Iron Man doesn't just offer witty dialogue and a stellar cast. As is expected with comic book capers, the movie also delivers spectacular action scenes.

Favreau said: "We had tremendous freedom. The explosions had to be great, there had to be enough great action set pieces. I knew that the technology of the day - and I'm not that big a fan of CGI – but the work that's been done is very convincing right now. We tried to go that extra mile." Several highly entertaining scenes take place in Stark's state-of-the-art workshop while he is inventing his alter-ego. It is here that he learns to control the power of his suit and experiments with flying - at the cost of several of his gleaming sports cars - ably assisted by his over-efficient talking robots.
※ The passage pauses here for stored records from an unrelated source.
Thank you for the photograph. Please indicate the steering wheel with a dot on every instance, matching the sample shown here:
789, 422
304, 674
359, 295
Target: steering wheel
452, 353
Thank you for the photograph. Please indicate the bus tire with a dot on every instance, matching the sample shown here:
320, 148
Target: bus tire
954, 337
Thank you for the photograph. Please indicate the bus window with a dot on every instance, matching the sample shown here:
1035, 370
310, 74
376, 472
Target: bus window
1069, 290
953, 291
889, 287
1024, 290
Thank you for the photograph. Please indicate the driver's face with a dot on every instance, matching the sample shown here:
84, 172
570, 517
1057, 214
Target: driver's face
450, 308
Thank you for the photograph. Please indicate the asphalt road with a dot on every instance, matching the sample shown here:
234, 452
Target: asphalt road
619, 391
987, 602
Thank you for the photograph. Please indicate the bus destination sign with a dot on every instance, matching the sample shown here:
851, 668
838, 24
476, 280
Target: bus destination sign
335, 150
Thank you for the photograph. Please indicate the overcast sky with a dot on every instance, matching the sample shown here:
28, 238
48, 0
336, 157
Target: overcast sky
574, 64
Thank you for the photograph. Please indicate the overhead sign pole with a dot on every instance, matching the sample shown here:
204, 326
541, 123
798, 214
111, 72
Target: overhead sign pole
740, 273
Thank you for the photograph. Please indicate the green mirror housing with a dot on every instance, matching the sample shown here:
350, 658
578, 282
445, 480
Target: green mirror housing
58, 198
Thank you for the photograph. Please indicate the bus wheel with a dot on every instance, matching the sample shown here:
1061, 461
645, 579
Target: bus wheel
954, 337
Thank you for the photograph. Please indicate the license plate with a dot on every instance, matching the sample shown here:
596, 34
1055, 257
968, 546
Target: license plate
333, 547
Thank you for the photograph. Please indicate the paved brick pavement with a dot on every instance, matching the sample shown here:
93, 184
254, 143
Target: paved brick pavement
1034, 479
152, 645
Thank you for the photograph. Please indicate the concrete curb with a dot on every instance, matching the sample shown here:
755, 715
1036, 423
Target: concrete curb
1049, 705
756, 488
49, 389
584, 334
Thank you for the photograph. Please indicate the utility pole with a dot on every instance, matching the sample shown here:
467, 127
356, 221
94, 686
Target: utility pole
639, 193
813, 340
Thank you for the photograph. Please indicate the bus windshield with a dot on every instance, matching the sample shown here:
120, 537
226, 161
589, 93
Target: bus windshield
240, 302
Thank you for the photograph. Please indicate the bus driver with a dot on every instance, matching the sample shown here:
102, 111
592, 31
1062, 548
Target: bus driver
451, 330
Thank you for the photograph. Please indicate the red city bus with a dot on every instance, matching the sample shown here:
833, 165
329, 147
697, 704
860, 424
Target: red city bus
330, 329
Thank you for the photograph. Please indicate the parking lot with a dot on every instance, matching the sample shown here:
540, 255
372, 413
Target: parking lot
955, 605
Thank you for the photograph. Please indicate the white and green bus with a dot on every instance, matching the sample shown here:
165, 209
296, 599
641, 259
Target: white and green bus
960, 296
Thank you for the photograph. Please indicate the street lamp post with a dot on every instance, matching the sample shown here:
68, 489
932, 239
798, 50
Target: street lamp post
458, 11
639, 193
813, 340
Terrence Howard, who plays Stark's trusted friend and military advisor Lt. Colonel James "Rhodey" Rhodes, underwent intensive training with the US Air Force to prepare for his role. He said: "It really helped me find the nuts and bolts of the character. I loved getting up in the air. I was going 400 miles an hour in a jet and when I took over the controls for the first time, it was an experience I will never forget."

Favreau has already expressed his interest in working on the follow-up to what is sure to be a huge box office smash. He is hoping to secure a trilogy and insists both the cast and crew are keen to reprise their roles.

Given the movie's impressive actions scenes, support cast and, of course, the terrific Downey Jr., it seems at least one Iron Man sequel is a dead cert.